She said she’s having a hard time being hopeful.

“We don’t have a choice. We have to do something,” Joy Cranker said. “If we don’t … what happens?”

Cranker had hoped the tide would turn before ICE shot someone. That didn’t happen, and now a child is an orphan, she said. Diana Gill said the tide is turning, but it’s taken away a lot of the protective dunes with it.

Williams said she’s long been against ICE’s tactics. The recent use of face coverings, the training period being shortened to 47 days and the mass hiring effort with increased quotas are upsetting, she said.

“They’re not going after criminals. We know that,” Williams said.

One-third — 75,000 — of the people that ICE has arrested have no criminal record to speak of, according to a study from the Deportation Data Project that used data through the first nine months of Trump’s second term.

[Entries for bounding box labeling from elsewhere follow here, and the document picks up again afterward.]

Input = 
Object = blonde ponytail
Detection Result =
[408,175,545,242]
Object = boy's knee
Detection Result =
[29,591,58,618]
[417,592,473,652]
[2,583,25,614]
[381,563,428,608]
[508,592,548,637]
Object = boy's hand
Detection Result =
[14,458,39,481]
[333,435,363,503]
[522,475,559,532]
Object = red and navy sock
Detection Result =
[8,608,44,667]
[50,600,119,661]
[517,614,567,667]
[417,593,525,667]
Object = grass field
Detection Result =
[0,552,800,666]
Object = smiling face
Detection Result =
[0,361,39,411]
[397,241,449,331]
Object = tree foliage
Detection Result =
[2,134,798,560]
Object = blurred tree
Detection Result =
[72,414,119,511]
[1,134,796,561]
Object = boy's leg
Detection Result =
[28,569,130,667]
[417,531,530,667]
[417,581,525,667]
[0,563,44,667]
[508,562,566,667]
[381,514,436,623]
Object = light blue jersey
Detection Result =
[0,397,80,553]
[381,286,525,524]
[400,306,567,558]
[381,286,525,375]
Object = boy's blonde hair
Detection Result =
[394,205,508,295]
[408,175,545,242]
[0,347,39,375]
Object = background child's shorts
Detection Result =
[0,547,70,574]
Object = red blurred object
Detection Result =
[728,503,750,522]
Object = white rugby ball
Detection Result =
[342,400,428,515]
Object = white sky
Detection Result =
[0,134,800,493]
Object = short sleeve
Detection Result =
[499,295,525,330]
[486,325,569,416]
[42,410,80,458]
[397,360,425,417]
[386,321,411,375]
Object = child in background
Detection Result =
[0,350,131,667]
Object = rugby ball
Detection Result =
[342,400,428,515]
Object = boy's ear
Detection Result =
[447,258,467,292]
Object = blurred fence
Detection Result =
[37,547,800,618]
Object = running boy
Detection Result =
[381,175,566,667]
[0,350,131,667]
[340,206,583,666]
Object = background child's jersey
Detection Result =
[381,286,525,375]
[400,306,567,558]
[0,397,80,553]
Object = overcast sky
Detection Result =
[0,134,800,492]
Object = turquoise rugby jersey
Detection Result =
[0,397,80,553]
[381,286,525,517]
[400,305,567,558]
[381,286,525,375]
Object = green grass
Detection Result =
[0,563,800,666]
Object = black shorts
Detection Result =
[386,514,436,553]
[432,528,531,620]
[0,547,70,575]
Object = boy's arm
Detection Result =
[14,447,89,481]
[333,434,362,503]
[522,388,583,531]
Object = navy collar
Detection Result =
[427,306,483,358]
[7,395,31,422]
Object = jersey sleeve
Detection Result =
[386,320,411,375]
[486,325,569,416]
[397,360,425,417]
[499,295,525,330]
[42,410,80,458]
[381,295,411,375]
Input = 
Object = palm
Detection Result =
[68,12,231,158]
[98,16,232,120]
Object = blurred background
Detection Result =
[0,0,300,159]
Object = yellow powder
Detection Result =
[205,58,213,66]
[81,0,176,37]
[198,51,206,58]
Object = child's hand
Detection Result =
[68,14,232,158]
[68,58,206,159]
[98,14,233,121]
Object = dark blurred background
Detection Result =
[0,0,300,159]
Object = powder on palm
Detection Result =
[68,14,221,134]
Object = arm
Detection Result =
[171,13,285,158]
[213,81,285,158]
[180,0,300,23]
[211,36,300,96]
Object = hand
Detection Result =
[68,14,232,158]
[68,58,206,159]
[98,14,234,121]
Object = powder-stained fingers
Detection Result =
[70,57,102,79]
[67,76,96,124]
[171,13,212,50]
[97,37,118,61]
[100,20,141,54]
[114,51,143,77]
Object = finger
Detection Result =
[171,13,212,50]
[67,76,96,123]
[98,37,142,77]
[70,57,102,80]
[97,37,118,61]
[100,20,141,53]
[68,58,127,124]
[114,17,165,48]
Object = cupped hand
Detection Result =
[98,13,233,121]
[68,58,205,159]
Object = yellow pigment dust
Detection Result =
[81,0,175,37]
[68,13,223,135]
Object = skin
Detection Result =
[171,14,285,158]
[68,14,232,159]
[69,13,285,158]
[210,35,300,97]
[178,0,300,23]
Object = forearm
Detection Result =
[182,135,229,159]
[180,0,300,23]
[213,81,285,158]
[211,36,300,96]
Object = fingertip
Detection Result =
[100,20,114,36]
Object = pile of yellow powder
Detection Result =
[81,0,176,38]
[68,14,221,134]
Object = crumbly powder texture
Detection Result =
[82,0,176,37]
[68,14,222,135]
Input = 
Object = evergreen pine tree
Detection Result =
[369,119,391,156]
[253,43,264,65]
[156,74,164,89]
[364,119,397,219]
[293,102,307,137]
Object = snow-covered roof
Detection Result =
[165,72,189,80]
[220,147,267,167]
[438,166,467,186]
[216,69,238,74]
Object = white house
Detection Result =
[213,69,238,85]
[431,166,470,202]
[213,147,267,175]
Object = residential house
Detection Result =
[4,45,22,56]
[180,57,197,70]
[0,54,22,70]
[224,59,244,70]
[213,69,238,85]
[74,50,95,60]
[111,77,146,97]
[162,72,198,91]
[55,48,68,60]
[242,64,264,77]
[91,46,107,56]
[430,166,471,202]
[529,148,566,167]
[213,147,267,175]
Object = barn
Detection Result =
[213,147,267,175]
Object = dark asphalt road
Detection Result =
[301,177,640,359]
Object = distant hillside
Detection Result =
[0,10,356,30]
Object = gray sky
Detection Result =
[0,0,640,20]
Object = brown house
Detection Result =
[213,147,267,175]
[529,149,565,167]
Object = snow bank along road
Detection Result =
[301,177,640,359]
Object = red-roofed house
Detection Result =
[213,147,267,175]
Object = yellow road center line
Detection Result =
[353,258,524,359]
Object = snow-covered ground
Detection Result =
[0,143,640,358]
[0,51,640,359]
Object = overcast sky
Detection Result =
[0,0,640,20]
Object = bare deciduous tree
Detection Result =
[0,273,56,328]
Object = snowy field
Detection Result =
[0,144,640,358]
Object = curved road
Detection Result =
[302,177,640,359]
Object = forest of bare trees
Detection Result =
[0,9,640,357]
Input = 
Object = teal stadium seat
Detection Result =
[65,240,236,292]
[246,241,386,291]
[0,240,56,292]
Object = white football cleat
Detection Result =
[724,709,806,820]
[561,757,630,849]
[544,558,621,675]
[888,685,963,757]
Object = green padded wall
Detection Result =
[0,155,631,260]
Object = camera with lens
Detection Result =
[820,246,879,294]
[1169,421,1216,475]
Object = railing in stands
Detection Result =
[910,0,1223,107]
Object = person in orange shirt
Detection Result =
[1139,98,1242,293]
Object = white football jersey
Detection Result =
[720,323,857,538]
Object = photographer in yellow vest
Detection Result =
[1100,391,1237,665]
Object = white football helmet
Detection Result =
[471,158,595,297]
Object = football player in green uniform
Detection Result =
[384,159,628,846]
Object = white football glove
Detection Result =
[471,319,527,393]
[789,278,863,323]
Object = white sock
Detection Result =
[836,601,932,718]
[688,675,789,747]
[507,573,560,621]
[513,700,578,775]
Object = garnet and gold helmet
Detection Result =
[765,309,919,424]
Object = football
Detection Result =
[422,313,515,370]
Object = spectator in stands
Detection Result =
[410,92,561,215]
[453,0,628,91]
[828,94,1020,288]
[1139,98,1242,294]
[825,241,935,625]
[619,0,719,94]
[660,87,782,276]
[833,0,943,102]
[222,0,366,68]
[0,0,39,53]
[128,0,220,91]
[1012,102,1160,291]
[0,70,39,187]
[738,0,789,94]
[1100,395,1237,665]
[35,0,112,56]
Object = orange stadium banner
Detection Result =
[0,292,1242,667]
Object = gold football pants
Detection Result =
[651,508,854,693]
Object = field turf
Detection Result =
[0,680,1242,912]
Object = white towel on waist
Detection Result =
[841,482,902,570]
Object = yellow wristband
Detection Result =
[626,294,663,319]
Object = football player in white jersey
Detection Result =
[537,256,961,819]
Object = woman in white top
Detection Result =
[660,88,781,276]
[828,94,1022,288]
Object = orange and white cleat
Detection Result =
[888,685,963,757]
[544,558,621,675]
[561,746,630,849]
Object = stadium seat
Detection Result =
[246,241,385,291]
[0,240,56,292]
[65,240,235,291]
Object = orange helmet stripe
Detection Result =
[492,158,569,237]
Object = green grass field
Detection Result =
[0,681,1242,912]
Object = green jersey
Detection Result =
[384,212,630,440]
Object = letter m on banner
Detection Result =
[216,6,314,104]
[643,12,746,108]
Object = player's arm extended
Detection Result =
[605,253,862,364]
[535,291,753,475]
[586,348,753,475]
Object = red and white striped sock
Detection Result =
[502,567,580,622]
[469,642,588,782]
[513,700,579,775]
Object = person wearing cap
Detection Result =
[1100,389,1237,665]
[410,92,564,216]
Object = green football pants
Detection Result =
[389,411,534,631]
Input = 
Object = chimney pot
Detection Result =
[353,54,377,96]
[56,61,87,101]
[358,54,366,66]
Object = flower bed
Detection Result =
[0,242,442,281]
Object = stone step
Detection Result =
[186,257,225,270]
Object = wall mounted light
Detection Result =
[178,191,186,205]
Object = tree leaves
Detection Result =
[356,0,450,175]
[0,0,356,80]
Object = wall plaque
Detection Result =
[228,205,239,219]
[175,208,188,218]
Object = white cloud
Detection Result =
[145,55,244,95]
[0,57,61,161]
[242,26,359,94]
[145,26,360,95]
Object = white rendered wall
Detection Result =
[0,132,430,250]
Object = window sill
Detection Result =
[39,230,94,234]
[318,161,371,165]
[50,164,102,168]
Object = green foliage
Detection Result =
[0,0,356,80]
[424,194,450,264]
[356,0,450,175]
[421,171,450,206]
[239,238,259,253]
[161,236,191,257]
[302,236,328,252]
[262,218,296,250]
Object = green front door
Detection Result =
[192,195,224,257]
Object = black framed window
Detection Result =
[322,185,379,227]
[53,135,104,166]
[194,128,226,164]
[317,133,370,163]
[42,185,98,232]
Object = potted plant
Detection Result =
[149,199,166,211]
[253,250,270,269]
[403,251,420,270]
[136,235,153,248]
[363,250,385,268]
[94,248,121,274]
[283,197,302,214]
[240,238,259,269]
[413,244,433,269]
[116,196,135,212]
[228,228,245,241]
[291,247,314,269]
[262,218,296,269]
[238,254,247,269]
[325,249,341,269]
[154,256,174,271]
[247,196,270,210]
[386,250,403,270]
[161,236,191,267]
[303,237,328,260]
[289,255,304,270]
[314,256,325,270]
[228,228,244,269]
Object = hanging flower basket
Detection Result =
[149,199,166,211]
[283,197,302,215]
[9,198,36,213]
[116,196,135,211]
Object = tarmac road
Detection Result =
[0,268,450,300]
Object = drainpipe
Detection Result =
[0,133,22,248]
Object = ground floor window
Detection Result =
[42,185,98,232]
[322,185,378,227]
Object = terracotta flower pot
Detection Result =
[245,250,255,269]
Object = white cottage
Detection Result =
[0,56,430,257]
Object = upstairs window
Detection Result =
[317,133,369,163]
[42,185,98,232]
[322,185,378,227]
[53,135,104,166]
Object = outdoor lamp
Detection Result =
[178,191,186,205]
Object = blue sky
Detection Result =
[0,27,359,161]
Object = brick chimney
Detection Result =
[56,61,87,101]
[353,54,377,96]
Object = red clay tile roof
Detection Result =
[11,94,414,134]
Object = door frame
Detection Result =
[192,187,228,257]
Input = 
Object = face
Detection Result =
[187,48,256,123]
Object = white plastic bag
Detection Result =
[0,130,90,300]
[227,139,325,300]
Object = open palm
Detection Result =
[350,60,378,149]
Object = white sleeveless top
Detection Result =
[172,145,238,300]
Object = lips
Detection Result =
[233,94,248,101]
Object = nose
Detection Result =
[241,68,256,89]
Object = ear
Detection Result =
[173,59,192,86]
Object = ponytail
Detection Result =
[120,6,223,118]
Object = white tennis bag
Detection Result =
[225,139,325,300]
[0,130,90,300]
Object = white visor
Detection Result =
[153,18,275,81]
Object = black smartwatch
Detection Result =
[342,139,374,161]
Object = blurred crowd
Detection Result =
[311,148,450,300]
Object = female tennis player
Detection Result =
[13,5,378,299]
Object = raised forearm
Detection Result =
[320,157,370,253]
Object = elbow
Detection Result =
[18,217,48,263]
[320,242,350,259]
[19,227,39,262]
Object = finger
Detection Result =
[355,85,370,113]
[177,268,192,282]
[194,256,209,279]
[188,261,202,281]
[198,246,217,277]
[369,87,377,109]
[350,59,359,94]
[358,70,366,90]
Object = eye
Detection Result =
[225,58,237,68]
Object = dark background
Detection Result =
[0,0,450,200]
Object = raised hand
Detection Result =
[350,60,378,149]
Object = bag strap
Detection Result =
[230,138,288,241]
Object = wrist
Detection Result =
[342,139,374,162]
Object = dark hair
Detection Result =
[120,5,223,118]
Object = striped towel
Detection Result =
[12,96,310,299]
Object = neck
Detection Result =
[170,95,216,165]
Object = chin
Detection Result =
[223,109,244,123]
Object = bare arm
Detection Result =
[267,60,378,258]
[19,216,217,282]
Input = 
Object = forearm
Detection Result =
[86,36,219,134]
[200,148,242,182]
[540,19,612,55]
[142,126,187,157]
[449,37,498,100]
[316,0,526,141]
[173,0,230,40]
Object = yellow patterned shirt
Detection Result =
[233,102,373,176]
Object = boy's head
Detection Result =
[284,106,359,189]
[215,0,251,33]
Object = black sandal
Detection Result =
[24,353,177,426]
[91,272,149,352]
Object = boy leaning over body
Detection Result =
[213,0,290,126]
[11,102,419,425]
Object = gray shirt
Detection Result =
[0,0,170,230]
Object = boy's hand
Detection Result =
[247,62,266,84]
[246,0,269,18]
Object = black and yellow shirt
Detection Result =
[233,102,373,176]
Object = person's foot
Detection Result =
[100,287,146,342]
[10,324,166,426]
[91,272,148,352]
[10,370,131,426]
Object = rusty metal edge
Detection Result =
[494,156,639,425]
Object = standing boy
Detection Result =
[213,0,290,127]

A majority of the other two-thirds have convictions for low-level offenses or traffic violations or pending charges without conviction.

“Undocumented immigrants are arrested at less than half the rate of native-born U.S. citizens for violent and drug crimes and a quarter the rate of native-born citizens for property crimes,” according to a 2024 study from the Department of Justice.

“Heck, we were all immigrants at some point,” Williams said.

“I’m watching a country that I love and that my ancestors fought for dissolve into a hateful, spiteful cruel place that’s out of control,” protest co-organizer Gail Brill said. “It’s an outrage.”

She urged people to vote. Grimmette told people to call their politicians.

Most protestors said they encourage people to join them when they organize.